Sylvia Hatchell after practice.
Sylvia Hatchell after practice.

Think a little bigger. Wander off the court, and picture this: You’re dangling from the edge of a cliff with a 20,000-foot abyss. There’s not much choice here. Fall to your death or look up and see the one person you’d ever want to see holding a rope, and your life. They will ignore the burn, the blood oozing from their palms, because devotion has no price.
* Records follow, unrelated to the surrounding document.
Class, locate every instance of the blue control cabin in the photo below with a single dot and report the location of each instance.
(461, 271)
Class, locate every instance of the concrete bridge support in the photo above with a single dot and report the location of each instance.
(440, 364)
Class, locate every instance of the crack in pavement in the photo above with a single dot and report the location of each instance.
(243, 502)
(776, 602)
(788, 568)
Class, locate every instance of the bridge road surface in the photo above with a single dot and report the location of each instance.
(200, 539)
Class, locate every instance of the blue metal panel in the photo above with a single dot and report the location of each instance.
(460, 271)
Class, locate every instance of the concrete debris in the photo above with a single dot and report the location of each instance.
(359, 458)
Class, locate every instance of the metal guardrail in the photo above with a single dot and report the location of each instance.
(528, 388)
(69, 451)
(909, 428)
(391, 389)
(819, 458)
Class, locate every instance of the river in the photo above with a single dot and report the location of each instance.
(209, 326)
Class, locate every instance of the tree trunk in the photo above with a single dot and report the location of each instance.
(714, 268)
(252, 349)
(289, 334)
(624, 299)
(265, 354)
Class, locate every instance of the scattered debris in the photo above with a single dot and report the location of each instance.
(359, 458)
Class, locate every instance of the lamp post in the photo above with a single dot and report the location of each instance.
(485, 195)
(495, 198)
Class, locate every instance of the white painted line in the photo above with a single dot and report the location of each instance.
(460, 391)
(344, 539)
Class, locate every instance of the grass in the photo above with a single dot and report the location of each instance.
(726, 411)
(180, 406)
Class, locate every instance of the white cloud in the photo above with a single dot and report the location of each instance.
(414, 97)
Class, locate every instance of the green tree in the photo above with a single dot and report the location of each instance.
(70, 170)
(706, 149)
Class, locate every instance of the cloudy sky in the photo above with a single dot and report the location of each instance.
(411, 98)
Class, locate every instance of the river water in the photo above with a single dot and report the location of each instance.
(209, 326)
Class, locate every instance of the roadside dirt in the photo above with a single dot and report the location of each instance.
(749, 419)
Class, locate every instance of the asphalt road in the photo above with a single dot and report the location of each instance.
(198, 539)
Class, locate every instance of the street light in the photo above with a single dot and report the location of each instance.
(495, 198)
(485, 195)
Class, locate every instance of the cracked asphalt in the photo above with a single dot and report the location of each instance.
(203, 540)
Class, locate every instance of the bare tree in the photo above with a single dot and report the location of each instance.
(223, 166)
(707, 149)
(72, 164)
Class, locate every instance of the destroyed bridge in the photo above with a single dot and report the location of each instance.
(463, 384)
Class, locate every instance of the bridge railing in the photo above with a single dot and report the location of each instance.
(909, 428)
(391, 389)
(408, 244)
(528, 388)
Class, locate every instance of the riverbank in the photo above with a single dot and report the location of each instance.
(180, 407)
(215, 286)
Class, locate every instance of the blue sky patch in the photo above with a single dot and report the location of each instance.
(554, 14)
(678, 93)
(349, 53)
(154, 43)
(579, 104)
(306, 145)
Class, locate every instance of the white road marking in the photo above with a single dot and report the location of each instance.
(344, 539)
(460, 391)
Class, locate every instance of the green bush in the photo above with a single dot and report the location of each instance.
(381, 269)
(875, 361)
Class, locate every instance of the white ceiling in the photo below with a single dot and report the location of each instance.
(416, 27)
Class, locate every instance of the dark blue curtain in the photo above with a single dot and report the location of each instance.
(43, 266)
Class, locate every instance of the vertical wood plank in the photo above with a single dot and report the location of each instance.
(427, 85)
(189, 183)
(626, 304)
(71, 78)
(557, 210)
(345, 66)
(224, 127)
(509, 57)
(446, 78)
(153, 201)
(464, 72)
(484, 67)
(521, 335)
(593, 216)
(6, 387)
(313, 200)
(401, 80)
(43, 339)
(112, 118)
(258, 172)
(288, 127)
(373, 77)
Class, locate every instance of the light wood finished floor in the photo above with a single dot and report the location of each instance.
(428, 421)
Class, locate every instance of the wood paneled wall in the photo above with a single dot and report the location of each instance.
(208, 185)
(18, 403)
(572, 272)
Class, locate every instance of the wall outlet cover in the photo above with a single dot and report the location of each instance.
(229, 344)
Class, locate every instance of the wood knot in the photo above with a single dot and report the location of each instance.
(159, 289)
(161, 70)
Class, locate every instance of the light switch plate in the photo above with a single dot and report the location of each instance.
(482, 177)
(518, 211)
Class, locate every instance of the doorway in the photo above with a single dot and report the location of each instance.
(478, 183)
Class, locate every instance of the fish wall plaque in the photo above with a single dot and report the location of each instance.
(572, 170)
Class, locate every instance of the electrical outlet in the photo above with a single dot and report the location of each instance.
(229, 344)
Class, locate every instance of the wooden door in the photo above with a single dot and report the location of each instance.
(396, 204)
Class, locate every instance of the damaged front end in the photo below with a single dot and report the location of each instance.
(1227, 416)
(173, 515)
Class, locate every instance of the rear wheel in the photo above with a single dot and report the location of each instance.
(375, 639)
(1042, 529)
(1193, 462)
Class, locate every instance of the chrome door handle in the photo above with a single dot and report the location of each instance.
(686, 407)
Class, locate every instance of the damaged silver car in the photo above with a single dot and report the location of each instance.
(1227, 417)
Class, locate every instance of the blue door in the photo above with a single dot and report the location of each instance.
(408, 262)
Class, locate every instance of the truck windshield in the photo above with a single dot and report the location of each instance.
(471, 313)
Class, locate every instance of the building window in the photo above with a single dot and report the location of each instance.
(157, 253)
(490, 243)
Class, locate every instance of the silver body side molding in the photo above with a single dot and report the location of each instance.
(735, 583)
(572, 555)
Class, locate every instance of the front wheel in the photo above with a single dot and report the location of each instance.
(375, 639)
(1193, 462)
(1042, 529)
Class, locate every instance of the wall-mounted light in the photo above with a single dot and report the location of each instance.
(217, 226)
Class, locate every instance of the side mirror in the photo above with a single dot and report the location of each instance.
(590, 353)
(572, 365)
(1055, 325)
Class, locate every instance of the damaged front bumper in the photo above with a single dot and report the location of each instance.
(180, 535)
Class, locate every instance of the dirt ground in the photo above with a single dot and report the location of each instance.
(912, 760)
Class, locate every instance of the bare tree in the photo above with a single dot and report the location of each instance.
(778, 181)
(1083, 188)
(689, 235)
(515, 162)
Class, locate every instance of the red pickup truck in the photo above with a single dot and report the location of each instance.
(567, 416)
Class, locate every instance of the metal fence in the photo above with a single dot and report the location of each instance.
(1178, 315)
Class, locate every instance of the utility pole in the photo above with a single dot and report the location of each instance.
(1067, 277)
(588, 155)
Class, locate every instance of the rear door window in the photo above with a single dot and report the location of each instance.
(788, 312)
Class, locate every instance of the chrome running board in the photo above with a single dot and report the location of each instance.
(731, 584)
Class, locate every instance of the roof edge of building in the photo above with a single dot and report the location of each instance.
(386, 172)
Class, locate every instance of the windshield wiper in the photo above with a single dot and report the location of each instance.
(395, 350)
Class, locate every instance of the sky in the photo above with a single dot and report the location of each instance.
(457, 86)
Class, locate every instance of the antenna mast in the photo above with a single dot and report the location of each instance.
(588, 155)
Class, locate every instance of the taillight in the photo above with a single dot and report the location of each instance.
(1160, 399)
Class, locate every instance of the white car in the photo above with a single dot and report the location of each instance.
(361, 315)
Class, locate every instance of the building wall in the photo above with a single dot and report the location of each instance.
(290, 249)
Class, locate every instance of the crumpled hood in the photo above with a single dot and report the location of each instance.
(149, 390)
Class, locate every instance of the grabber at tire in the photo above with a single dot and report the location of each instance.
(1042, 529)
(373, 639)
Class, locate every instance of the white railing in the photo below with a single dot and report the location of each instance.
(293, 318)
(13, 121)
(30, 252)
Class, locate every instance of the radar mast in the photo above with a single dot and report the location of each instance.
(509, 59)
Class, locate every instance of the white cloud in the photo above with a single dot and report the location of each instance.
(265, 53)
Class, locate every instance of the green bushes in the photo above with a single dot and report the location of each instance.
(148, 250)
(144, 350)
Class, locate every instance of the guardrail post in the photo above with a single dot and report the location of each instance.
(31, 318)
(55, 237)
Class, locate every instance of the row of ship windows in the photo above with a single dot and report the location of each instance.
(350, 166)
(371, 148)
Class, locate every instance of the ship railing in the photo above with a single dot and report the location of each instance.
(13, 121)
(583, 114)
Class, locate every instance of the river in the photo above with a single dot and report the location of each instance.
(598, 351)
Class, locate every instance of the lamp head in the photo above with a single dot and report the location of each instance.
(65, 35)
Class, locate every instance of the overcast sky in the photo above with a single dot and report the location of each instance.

Wait. Don’t put your trust in only a soul or two. The collective, you see, overwhelms the strength of one man or woman. It’s Herculean. So you want five, a dozen, a whole team to hold your rope and never let go. To be there for missed free throws and bad turnovers, yes, but also for more, for when forces unseen upend your life.

For when you get cancer, say. When, as the story behooves, you “Hold The Rope.”

“I appreciate my friends so much,” said Sylvia Hatchell, now in her 29th year as head coach of the North Carolina women’s basketball team — and her first since defeating cancer. “A lot of people don’t have the support system that I have. And there’s no way I could have have done it without ‘em.”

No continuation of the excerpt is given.